Human rights defenders want the mayor of Buenaventura to declare a humanitarian emergency in Colombia’s most violent city.
The call followed the arrival of more than 500 people from two villages that are located some 12 some kilometers (7.5 miles) north of Colombia’s main port city on the Pacific coast on Monday.
The emergency caused by the forced displacement from the countryside adds to an ongoing security crisis inside the city.
While the ELN and the AGC are fighting over control of the jungles around Buenaventura, local gangs “Los Shotas” and “Los Espartanos” are at war over the city’s port and neighborhoods.
The wars made Buenaventura is Colombia’s most violent city and the 13th most violent city in the world, the Mexican Citizen Council for Public Security and Criminal Justice said Tuesday.
Homicides in Buenaventura
Buenaventura’s city hall said in late March that the government of President Ivan Duque agreed to double the capacity of the security forces in the city “to reduce the indices of violence.”
In its press statement, Conpazcol asked international organizations to speak out about Duque’s failure to comply with a 2016 peace deal with now-defunct guerrilla group FARC.
As part of this deal, the government vowed to formulate public policy that would allow the dismantling of paramilitary groups like the AGC and the gangs that are terrorizing Buenaventura.

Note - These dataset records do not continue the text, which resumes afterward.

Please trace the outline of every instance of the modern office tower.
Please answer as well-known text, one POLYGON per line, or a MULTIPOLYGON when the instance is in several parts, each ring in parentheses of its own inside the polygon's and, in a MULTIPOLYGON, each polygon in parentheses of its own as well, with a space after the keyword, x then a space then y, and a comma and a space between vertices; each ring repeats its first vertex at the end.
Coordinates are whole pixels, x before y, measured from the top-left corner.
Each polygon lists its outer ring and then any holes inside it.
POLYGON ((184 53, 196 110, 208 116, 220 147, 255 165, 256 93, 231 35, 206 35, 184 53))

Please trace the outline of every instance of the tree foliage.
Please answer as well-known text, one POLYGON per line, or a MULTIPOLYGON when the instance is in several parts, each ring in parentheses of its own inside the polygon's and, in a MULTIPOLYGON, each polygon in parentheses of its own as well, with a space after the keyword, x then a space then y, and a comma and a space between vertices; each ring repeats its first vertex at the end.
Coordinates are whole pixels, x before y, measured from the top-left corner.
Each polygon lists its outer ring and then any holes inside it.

The Duque administration has been blamed for the escalation of violence in Buenaventura because of its tacit refusal to dismantle the paramilitary groups.
Buenaventura residents have additionally blasted the government for its neglect to address the consequences of the coronavirus pandemic in the port city.
According to the results of a poll that were released in February, more than 55% of the city’s inhabitants said they had been the victim of crime over the past year.
More than 40% said they didn’t have access to drinking water.